The Banco Central do Brazil (BCB) has launched a public consultation that could see new rules overhaul the regulation of trade names, in a bid to improve consumer protection, including for payments products. 

The newly proposed resolution from the BCB, introduced in association with the country’s National Monetary Commission (NMC), intends to bring in new regulations that will regulate names, trade names, brands and internet domains. 

According to the central bank, the objective is to make the provision of financial and payment services to the population more transparent. 

The consultation proposes that authorised institutions in Brazil be required to use terms in their names that clearly refer to the purpose of the authorisation for their operation. 

Furthermore, it suggests that firms should be prohibited from using terms in their names that suggest, directly or through similar wording or sound, an activity or type of institution, in Portuguese or in a foreign language, for which they do not have a specific authorisation to operate.

The rules also clarify naming conventions for financial groups, allowing them to reference their activity type, authorised operations or the name of one of their constituent institutions. 

Member institutions may also present themselves under the financial group’s name, provided that they clearly state their specific authorisation granted by the BCB.

In addition, the regulation seeks to prevent financial institutions from partnering with or outsourcing services to unauthorised entities that use misleading names.

For instance, a fintech firm partnering with a bank to offer payment services must have a name that clearly indicates its role and authorisation status.

This would mean that existing service contracts and operational partnerships would need to comply with the new naming requirements within the timeframe set by the resolution.

To further improve transparency, the proposal mandates that institutions clearly disclose their authorised activities and services, including financial, consortium and payment services, on customer communication channels, as well as their affiliation with a prudential conglomerate.

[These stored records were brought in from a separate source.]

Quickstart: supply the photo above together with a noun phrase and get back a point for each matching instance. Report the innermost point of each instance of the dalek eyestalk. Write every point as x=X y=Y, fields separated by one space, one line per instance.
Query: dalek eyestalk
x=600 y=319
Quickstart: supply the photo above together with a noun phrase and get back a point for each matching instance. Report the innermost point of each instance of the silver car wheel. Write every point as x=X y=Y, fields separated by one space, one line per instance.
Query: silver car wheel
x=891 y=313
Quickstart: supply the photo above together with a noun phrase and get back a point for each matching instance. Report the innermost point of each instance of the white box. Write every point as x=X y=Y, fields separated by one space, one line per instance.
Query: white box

Stakeholders have until May 31, 2025 to respond to the consultation.

How should firms respond?

To prepare for adherence to the rules, payment firms and banks operating in Brazil may need to review and possibly modify their branding, trade names and internet domains to comply with these new standards. They will also need to consider their partnerships.

The proposals aim to build transparency and security in financial services by clearly defining company responsibilities and aligning business models with regulatory standards. 

They could significantly affect partnerships between authorised financial institutions and their third-party service providers, such as organisations that offer banking as a service (BaaS) solutions.

BaaS solutions could be particularly affected because they involve partnerships where licensed financial institutions provide their infrastructure to third-party companies, enabling them to offer financial services under their own branding. 

These partnerships can blur the lines between the licensed institution and the third-party provider, which could lead to consumer confusion regarding the authorisation and oversight of the services offered.

Ultimately, however, the scope of the proposed regulation extends beyond just BaaS, as firms will need to examine their collaborations with fintech companies, payment processors and other entities.

Firms operating in Brazil, whether native or international, should review their existing partnerships, assessing whether each partner's branding aligns with the proposed naming conventions. 

If discrepancies are found, they may need to renegotiate contracts to include provisions requiring partners to adjust their names or branding.

Firms should also update their due diligence processes so that future partners adhere to these naming regulations. 

International perspective

The rules being outlined by the Brazilian regulator are similar to regulations in place in other countries. 

For example, in the UK, the Financial Conduct Authority oversees the approval of business names, particularly those containing sensitive terms related to financial services. 

This includes ensuring that company names do not mislead consumers about the nature of a business or imply authorisation for services that the institution is not permitted to offer.

In the US, the Office of the Comptroller of the Currency (OCC) applies similar regulations to its oversight of national banks and federal savings associations. 

Rules set out in the National Bank Act and codified in Title 12 of the Code of Federal Regulations (CFR) stipulate that financial institution names must not be deceptive and must accurately reflect their authorised services.